January 14, 2004

THE DOCTOR IS IN

Howard Dean puts George W. Bush on the couch:

This president is not interested in being a good president. He's interested in some complicated psychological situation that he has with his father. He is obsessed with being re-elected, and his obsession with re-election is hurting the country.

Dean sounds crazy. He’s acting crazy, too:

Former President Jimmy Carter will offer support for Democratic White House hopeful Howard Dean in a joint appearance in Georgia on the eve of the Iowa caucuses, campaign aides said on Tuesday.

An appearance with Carter? Maybe Dean is obsessed with losing the election. In other campaign news, MoveOn.org’s anti-Bush advertising contest receives a positive review:

"I think the contest has been very effective," says Whit Ayres, a Republican media consultant. "Effective for George Bush. It reinforces the view that those opposed to Bush are incredibly strident, leftwing and out of bounds. At the end of the day, the Hitler ad is all people will remember about this."

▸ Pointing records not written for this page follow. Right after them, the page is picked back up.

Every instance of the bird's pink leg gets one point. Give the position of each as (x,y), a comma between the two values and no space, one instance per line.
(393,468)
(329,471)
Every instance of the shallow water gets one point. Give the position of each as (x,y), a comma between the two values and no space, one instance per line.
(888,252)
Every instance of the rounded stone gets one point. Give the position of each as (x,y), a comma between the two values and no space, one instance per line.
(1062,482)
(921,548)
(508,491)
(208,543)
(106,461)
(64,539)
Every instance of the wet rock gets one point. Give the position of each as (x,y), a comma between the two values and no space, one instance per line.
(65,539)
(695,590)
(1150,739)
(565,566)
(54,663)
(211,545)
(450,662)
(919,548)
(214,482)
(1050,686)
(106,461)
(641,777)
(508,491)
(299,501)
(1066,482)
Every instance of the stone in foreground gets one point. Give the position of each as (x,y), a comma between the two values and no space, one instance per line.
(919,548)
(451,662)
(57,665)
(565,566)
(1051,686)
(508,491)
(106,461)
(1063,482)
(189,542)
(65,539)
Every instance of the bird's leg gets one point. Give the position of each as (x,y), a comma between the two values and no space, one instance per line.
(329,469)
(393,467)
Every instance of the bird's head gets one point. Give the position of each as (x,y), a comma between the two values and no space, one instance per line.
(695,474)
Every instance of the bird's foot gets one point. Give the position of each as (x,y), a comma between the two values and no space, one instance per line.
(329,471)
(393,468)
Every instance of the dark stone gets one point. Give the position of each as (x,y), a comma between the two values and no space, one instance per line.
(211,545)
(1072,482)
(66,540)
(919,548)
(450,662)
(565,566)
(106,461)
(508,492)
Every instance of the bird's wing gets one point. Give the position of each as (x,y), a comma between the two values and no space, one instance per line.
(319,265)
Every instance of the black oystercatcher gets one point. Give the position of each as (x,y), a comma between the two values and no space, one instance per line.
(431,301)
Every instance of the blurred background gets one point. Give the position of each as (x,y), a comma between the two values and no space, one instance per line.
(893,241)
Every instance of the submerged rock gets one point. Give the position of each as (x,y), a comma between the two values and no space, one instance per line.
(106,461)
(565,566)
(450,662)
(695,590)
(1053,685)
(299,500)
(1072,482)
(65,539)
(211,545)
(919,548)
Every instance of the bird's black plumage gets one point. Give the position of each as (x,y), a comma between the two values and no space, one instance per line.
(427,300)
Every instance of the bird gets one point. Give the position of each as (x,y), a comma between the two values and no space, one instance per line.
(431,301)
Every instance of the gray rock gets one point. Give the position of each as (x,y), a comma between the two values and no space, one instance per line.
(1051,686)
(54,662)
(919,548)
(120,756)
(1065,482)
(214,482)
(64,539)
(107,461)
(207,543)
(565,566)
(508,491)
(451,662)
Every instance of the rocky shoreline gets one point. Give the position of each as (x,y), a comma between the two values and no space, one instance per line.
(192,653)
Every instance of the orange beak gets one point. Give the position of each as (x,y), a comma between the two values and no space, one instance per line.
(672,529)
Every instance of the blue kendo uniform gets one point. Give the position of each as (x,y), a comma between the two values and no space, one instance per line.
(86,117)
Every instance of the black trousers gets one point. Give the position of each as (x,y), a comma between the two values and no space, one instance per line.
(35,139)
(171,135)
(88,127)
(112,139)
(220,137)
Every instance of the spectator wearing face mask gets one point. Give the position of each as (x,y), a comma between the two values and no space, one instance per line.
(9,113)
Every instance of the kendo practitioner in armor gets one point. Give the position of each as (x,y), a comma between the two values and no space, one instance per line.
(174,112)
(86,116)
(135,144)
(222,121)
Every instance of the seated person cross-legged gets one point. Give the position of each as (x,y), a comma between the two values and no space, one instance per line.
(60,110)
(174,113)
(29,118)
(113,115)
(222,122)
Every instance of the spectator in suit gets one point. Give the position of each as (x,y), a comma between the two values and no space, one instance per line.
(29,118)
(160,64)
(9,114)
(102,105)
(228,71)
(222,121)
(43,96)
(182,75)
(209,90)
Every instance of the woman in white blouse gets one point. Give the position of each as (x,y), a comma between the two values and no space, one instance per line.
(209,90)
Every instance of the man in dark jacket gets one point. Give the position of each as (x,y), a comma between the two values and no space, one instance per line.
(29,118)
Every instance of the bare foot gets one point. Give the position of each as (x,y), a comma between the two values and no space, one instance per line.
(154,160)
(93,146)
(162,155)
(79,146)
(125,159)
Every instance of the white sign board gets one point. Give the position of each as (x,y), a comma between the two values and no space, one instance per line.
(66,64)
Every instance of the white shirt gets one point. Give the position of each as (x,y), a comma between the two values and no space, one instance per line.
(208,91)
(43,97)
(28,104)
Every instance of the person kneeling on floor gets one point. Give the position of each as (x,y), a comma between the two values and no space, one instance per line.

UPDATE. Drudge has a partial transcript from MoveOn’s big contest awards night. First prize for incoherent paranoia goes to actress Julia Stiles:

I was worried that some soldiers over in Iraq who are actually younger than I am would see some salacious report on MSNBC and think that I was attacking them and not the government that put them there. And I was afraid that Bill O'Reilly would come and, with a shotgun at my front door and shoot me for being unpatriotic. But I decided that that's actually, that fear that was silencing me is actually why it's so important that MoveOn exist and do this ad contest ...

Relax, Julia. O'Reilly supports gun control, and probably hasn't murdered more than two or three people in his whole life. Meanwhile, following Dean's example, Wesley Clark pursues the angry man vote:

General Wesley Clark unleashed his most blistering attack yet on the Bush administration in the president's home state Monday, vowing to win Texas in November if he is the Democratic nominee.

"I think we're at risk with our democracy," Clark told an audience of about 500 people at a fund-raiser at the Westin Galleria hotel. "I think we're dealing with the most closed, imperialistic, nastiest administration in living memory. They even put Richard Nixon to shame."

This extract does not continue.